Two-body gravitational spin-orbit interaction at linear order in the mass ratio

We analytically compute, to linear order in the mass ratio, the “geodetic” spin-precession frequency of a small spinning body orbiting a large (nonspinning) body to the eight-and-a-half post-Newtonian order, thereby extending previous analytical knowledge which was limited to the third post-Newtonian level. These results are obtained applying analytical gravitational self-force theory to the first-derivative level generalization of Detweiler’s gauge-invariant redshift variable. We compare our analytic results with strong-field numerical data recently obtained by Dolan et al. [Phys. Rev. D 89, 064011 (2014)]. Our new, high-post-Newtonian-order results capture the strong-field features exhibited by the numerical data.

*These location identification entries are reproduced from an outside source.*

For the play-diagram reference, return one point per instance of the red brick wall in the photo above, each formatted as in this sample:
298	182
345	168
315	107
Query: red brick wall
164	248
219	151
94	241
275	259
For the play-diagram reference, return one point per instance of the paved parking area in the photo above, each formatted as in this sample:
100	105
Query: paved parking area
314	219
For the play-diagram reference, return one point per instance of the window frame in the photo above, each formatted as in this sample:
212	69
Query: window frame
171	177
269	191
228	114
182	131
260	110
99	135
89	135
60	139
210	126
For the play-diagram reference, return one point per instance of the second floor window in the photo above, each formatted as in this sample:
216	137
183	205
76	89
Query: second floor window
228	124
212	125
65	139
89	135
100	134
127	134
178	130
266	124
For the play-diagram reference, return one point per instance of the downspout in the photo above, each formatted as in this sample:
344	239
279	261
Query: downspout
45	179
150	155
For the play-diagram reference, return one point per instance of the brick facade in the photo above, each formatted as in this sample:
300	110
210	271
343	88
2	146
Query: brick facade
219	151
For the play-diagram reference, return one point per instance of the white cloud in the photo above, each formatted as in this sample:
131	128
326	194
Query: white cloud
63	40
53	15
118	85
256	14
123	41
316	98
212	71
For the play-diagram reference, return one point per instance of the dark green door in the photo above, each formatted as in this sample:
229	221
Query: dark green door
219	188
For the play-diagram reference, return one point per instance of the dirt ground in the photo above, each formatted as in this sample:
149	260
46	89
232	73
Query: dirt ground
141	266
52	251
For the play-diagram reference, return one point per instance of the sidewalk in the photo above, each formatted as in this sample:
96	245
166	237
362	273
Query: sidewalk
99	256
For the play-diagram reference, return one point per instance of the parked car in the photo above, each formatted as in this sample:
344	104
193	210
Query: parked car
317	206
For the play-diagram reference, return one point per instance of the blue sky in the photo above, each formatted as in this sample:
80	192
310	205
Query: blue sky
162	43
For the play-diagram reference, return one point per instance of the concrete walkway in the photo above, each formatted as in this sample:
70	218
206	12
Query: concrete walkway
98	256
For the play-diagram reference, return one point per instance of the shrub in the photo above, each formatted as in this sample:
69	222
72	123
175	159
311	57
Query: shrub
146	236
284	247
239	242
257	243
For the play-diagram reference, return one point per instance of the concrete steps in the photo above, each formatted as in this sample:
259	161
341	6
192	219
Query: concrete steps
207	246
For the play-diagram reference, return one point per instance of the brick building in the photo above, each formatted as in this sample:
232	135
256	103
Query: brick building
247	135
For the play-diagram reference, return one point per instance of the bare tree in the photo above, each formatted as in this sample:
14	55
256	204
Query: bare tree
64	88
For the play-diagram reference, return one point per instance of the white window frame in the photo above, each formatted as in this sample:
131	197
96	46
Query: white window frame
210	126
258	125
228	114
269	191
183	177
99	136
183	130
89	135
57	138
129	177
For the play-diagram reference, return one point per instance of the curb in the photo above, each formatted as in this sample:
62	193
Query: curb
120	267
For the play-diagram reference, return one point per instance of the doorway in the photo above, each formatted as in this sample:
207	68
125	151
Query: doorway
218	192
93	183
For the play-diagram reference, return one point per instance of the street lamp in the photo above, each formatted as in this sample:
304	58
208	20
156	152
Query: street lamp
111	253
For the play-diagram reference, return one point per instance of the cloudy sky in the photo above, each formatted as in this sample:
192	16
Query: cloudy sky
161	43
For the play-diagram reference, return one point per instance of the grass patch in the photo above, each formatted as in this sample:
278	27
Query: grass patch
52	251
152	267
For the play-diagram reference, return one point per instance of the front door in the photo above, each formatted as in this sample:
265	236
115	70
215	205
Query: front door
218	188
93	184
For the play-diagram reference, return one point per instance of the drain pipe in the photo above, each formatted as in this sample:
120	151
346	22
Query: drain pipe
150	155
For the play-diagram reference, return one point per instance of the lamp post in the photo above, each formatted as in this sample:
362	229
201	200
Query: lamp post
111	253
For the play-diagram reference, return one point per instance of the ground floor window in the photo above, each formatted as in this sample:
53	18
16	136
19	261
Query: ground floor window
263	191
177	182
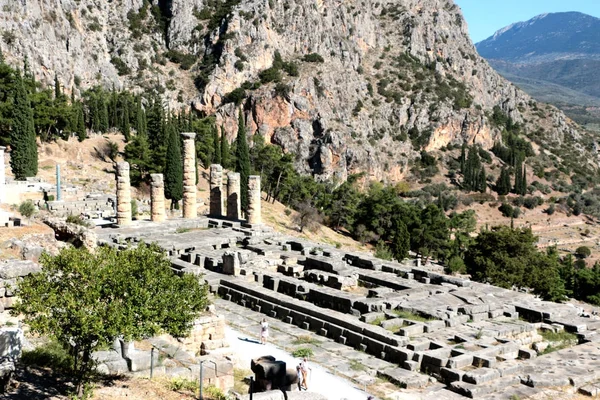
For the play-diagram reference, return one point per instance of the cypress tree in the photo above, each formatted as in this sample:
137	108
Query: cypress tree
217	146
126	127
80	124
173	168
242	160
518	178
463	158
140	125
57	89
224	149
524	181
23	160
503	182
482	180
103	114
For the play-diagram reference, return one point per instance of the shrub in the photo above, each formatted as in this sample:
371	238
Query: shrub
133	209
506	210
302	352
313	57
583	252
270	75
120	65
383	252
50	354
27	209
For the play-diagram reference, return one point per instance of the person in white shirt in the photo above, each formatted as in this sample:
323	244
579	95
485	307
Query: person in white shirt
305	368
264	331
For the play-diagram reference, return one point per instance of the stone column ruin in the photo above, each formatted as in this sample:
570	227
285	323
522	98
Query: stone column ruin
2	177
58	189
123	194
216	190
190	208
234	208
157	198
254	196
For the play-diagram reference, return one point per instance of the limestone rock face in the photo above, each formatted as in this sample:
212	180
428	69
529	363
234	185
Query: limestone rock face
396	77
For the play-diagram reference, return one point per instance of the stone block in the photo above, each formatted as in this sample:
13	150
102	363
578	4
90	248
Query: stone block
481	375
527	354
546	379
412	330
483	361
461	361
450	375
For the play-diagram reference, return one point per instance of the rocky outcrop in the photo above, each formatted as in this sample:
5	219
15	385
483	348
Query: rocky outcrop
78	235
396	77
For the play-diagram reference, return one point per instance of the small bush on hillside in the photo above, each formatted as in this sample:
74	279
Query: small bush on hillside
313	57
27	209
583	252
506	210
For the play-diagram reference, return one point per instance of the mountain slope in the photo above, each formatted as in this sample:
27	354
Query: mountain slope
346	86
553	57
547	37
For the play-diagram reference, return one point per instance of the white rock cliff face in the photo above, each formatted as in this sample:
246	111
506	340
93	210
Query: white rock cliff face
332	117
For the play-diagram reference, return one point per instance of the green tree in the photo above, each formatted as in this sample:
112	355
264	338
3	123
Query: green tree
79	128
503	182
508	257
430	238
27	209
173	169
217	147
24	157
242	160
140	297
225	156
583	252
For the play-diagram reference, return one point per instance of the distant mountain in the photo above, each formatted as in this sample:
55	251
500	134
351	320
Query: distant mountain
554	57
547	37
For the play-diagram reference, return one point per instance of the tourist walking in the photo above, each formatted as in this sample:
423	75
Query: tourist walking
300	377
264	331
305	368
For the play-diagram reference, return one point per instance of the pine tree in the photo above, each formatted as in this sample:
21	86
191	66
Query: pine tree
23	160
242	160
503	182
173	168
224	149
217	146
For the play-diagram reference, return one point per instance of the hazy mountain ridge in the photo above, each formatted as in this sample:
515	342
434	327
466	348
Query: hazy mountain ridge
395	77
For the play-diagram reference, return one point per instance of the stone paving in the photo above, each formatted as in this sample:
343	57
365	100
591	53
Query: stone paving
407	324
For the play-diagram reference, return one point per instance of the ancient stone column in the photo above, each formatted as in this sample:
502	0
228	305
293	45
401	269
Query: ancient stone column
234	208
216	190
123	194
58	191
254	211
190	209
157	198
2	177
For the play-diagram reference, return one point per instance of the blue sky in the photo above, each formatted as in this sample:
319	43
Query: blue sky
485	17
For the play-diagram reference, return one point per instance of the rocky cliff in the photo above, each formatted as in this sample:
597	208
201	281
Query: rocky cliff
347	86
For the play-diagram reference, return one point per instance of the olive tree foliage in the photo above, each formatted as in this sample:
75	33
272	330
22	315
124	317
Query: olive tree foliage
85	301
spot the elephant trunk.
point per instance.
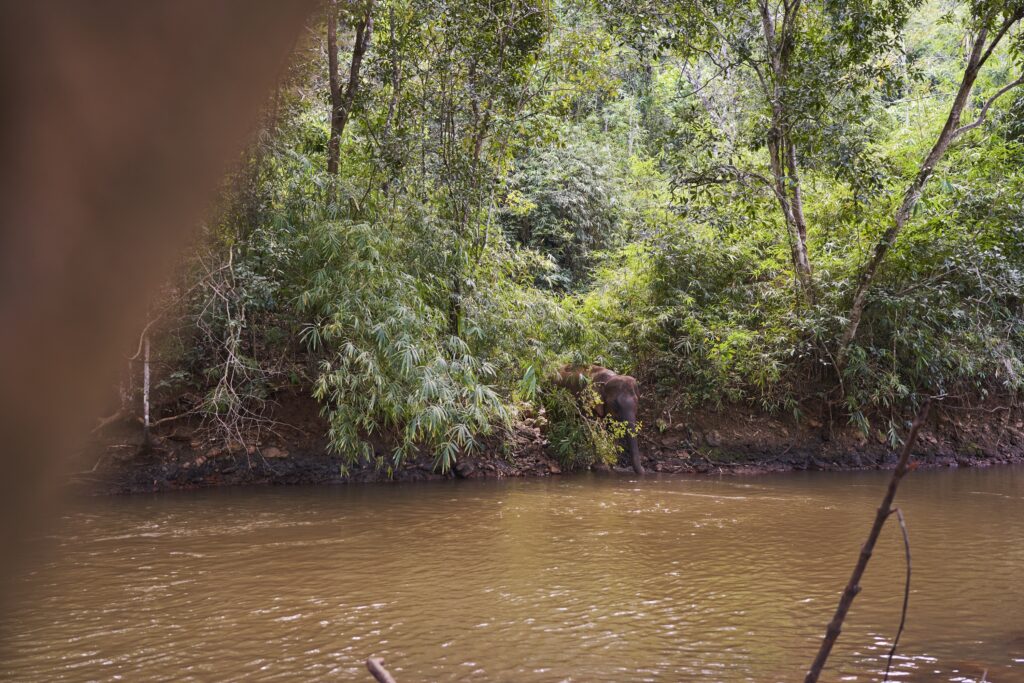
(634, 450)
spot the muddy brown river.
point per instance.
(580, 579)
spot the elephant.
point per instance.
(620, 399)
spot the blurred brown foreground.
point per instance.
(119, 119)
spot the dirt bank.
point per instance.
(732, 440)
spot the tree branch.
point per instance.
(906, 591)
(853, 586)
(988, 103)
(376, 667)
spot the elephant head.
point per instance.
(620, 399)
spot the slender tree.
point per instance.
(993, 27)
(342, 98)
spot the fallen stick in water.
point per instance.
(853, 587)
(376, 667)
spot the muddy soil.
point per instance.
(732, 440)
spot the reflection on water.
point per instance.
(576, 579)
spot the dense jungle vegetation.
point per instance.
(739, 202)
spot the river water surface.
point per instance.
(582, 579)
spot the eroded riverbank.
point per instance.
(732, 440)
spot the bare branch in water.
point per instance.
(853, 587)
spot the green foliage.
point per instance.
(578, 439)
(523, 183)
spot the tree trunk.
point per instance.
(342, 100)
(781, 152)
(335, 83)
(145, 393)
(976, 59)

We argue that the spin precession will diverge as $\approx -0.14/(1-3y)$ as the light ring is approached. We transcribe our kinematical spin-precession results into a corresponding improved analytic knowledge of one of the two (gauge-invariant) effective gyrogravitomagnetic ratios characterizing spin-orbit couplings within the effective-one-body formalism. We provide simple, accurate analytic fits both for spin precession and the effective gyrogravitomagnetic ratio. The latter fit predicts that the linear-in-mass-ratio correction to the gyrogravitomagnetic ratio changes sign before reaching the light ring. This strong-field prediction might be important for improving the analytic modeling of coalescing spinning binaries.

Figure 1

The quantity $\delta \psi$ either from numerical GSF or from PN theory is plotted as a function of $y\in [0,1/3[$. The boxes are the points taken from the numerical results of [24] while the dotted curve corresponds to the fit (5.11). The other curves are the PN approximants of order $2\le n\le 8.5$. The curves are distinguishable from their values when $y\ge 0.2$ where they are ordered from top to bottom as follows: 2PN, 3PN, 4PN, 6PN, 5PN, 6.5PN, 7PN, 7.5PN, 8.5PN, 8PN.

Figure 2

The quantity $g_{S_{*}}^{1\mathrm{SF}}$ either exacted from numerical GSF or approximated by using the data fits is plotted as a function of $u\in [0,1/3]$. The used data fits are obtained from our model (5.11) for $\delta \psi$, and from model $\#14$ of Ref. [19] for $a_{1\mathrm{SF}}(y)$.

Figure 3

The full function $g_{S_{*}}^{\text{eff},\text{circ}}(u;\nu )$ is plotted as a function of $u$, for selected values of $\nu =[0,0.05,0.1,0.15,0.2,0.25]$.